Le décret du 27 février 2019 prévoit la fusion des départements du Bas-Rhin et du Haut-Rhin sous le nom de « Collectivité européenne d’Alsace » au 1er janvier 2021. En dépit d’un nom qui tente de faire croire à une singularité dans son statut et ses compétences, il s’agit en réalité de recréer un département d’Alsace dont les dérogations au droit commun doivent s’inscrire dans le strict respect du principe d’égalité.

A sa manière, le Conseil d’Etat n’a pas manqué de souligner la contradiction entre la communication autour du projet de Collectivité européenne d’Alsace – tendant à en faire une collectivité singulière et transfrontalière – et la réalité du projet : la fusion de deux départements.

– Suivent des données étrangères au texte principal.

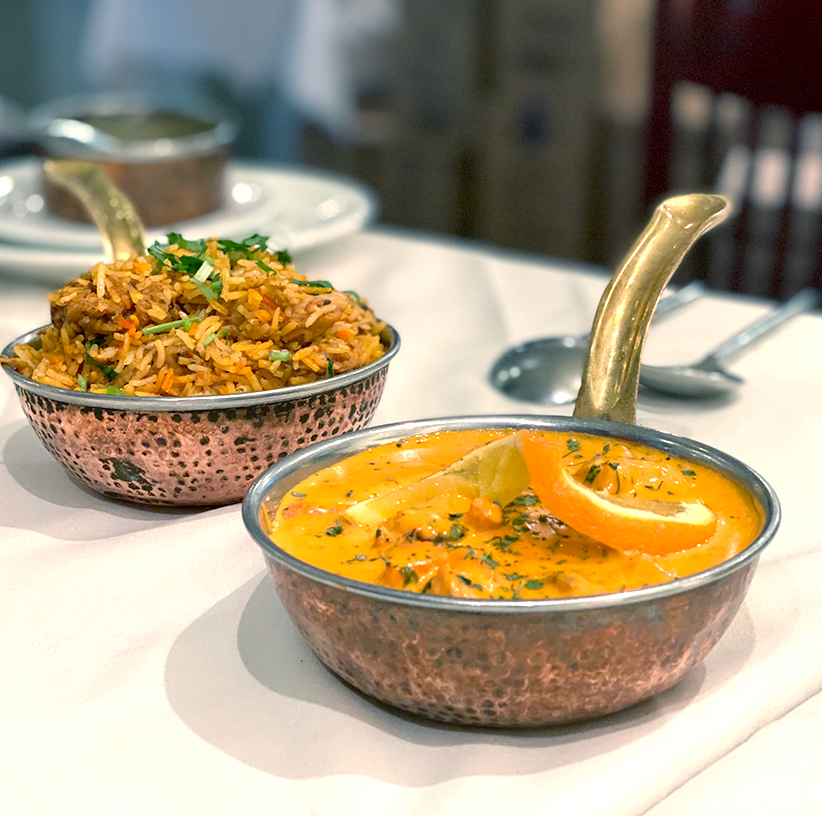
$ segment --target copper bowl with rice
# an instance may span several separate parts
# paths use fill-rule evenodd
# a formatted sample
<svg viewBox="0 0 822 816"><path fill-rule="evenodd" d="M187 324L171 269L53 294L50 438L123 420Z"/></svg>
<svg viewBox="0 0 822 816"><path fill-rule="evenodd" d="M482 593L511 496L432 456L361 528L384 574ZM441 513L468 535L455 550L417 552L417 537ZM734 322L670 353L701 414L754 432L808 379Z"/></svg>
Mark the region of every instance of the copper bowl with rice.
<svg viewBox="0 0 822 816"><path fill-rule="evenodd" d="M3 367L43 445L92 489L228 504L289 453L367 425L400 340L262 236L174 237L51 295L53 323L9 343Z"/></svg>

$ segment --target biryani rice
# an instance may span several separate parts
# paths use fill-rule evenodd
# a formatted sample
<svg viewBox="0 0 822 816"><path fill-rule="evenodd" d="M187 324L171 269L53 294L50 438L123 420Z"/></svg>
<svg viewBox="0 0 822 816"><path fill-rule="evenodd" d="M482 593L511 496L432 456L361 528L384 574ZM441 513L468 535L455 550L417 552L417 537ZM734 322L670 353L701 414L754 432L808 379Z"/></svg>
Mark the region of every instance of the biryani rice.
<svg viewBox="0 0 822 816"><path fill-rule="evenodd" d="M49 296L52 325L2 363L75 391L185 397L302 385L385 353L385 323L355 293L307 281L254 237L194 249L178 237L161 252L97 264ZM175 259L185 256L202 258L204 271L181 271Z"/></svg>

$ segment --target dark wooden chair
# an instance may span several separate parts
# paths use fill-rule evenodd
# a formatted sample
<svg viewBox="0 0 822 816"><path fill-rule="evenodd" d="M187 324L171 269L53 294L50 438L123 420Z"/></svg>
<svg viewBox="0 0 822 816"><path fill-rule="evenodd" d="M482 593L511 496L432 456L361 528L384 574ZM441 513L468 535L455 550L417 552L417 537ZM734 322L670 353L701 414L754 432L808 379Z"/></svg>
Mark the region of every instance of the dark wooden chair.
<svg viewBox="0 0 822 816"><path fill-rule="evenodd" d="M658 0L645 203L731 196L683 277L785 298L822 288L822 2Z"/></svg>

Saisi concomitamment du projet de décret regroupant les départements du Bas-Rhin et du Haut-Rhin et du projet de loi traitant des implications du regroupement de ces deux départements, il a souligné la méprise que pouvait constituer le nom de « Collectivité européenne d’Alsace » en ce qu’elle laisse entendre un statut qui dépasserait le cadre départemental et un caractère européen impliquant des compétences transfrontalières[17] Conseil d’Etat, 21 février 2019, Avis sur un projet de loi relatif aux compétences de la collectivité européenne d’Alsace.. Or, il a rappelé que le législateur peut traiter différemment un département par rapport aux autres départements sous réserve qu’une situation différente soit justifiée, et que la différence de traitement qui en résulte soit en rapport avec l’objet de la loi qui l’établit[18] Conseil constitutionnel, 6 mai 1991, Loi instituant une dotation de solidarité urbaine et un fonds de solidarité des communes de la région d’Ile-de-France, n° 91-291 DC..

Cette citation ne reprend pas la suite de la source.